BACKGROUND: In children with falciparum malaria, quinine administered rectally may be easier to use and less painful than intramuscular or intravenous administration. However, it may be less effective. OBJECTIVES: To compare intrarectal quinine with intravenous or intramuscular quinine for treating malaria caused by Plasmodium falciparum. SEARCH STRATEGY: We searched the Cochrane Infectious Diseases Group Specialized Register (July 2004), CENTRAL (The Cochrane Library Issue 3, 2004), MEDLINE (1966 to July 2004), EMBASE (1974 to July 2004), LILACS (1982 to July 2004), and CINAHL (1982 to July 2004). We also searched conference proceedings, contacted individual researchers and a pharmaceutical company, and checked reference lists. SELECTION CRITERIA: Randomized and quasi-randomized controlled trials comparing intrarectal quinine with intramuscular and intravenous quinine for treating people with uncomplicated and severe falciparum malaria. DATA COLLECTION AND ANALYSIS: We independently assessed trial quality and extracted data, including adverse event data. We analysed dichotomous data using odds ratios and weighted mean difference for continuous data. MAIN RESULTS: Eight randomized controlled trials (involving 1247 children) fulfilled the inclusion criteria. The same principal investigator led seven of the trials.

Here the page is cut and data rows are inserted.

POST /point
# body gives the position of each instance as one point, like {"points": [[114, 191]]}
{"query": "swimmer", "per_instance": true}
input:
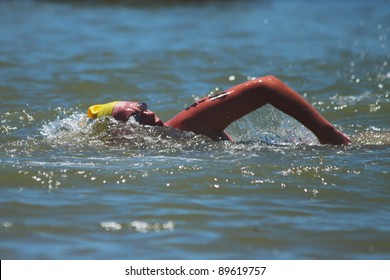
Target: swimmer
{"points": [[211, 115]]}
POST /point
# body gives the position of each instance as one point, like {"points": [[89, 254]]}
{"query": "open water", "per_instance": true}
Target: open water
{"points": [[72, 189]]}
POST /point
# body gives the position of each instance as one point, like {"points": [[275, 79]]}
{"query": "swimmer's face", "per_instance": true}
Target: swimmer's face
{"points": [[125, 109]]}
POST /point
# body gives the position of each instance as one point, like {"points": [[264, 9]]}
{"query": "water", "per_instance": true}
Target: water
{"points": [[71, 189]]}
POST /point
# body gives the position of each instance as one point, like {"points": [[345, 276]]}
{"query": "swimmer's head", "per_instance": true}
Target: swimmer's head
{"points": [[120, 110], [100, 110]]}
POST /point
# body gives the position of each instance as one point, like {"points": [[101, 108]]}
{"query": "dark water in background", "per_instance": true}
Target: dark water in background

Five trials compared intrarectal with intravenous quinine, and six trials compared it with intramuscular treatment. We detected no statistically significant difference between intrarectal and intravenous or intramuscular routes for death, parasite clearance by 48 hours and 7 days, parasite clearance time, fever clearance time, coma recovery time, duration of hospitalization, and time to drinking. The trials reporting on these outcomes were small, which resulted in large confidence intervals for all outcomes apart from duration of hospitalization. One large trial (898 children) reported that intrarectal was less painful than intramuscular administration. AUTHORS' CONCLUSIONS: We detected no difference in the effect on parasites and clinical illness for intrarectal quinine, but most trials were small. Pain may be less with intrarectal quinine. Further larger trials, in patients with severe malaria and in adults, are required before the intrarectal route can be recommended.